The Angels have made Crawford the focal point of their free-agent shopping season, but will they have the stomach to stick with the Red Sox and possibly the Yankees if the bidding for Crawford soars in dollars and years?


Last winter, they refused to extend a fifth year for pitcher John Lackey, whom they lost to the Red Sox, and a fourth year for infielder Chone Figgins, whom they lost to Seattle.

Owner Arte Moreno has also had an aversion to bidding wars. His negotiating tactic with high-profile players such as Torii Hunter and Mark Teixeira has been to make his best offer up front and let the player decide to accept it or walk.

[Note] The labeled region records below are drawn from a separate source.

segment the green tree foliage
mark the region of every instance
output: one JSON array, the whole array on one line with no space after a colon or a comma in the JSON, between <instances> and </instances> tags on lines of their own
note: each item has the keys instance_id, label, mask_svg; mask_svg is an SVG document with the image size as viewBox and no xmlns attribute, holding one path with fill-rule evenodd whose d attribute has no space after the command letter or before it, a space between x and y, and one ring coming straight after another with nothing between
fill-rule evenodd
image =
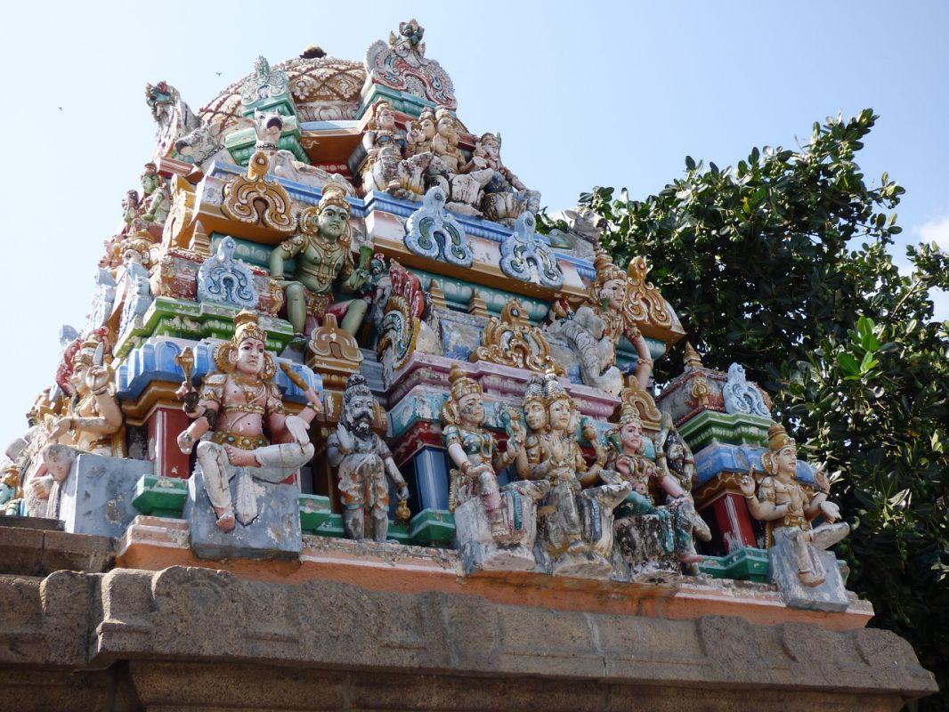
<instances>
[{"instance_id":1,"label":"green tree foliage","mask_svg":"<svg viewBox=\"0 0 949 712\"><path fill-rule=\"evenodd\" d=\"M815 123L799 150L755 148L734 169L686 158L681 178L642 201L596 188L581 202L605 218L618 264L647 257L705 364L743 364L805 455L827 463L854 525L838 547L848 586L946 689L949 325L929 292L949 288L949 260L921 245L910 276L893 264L903 189L885 174L867 185L854 160L876 119ZM664 359L657 381L679 363Z\"/></svg>"}]
</instances>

But Moreno did offer Teixeira eight years and $160 million two winters ago and Alfonso Soriano seven years and $119 million before 2007; he continues to thank his lucky wallet Soriano spurned the Angels for the Chicago Cubs’ eight-year, $136-million deal.

General Manager Tony Reagins won’t comment on free-agent negotiations, but a source familiar with the team’s thinking said the Angels would prefer to pay Crawford a higher average annual salary over five or six years instead of extending to seven or eight years. Crawford’s agents, Greg Genske and Brian Peters, also declined to comment.


According to noted baseball statistician Bill James, the closest comparable player to Crawford at this stage of his career is Hall of Fame outfielder Roberto Clemente.

In fact, of the 27 major league players with 3,000 hits or more, only five -- Ty Cobb, Robin Yount, Hank Aaron, Al Kaline and Tris Speaker -- had more hits through their age 28 seasons than Crawford, who has 1,480 hits.

“He’s quite a force on both sides of the ball,” Maddon said.

“Carl is still learning things. He’s still relatively young, he’s really motivated to get better every day, and he works really hard.”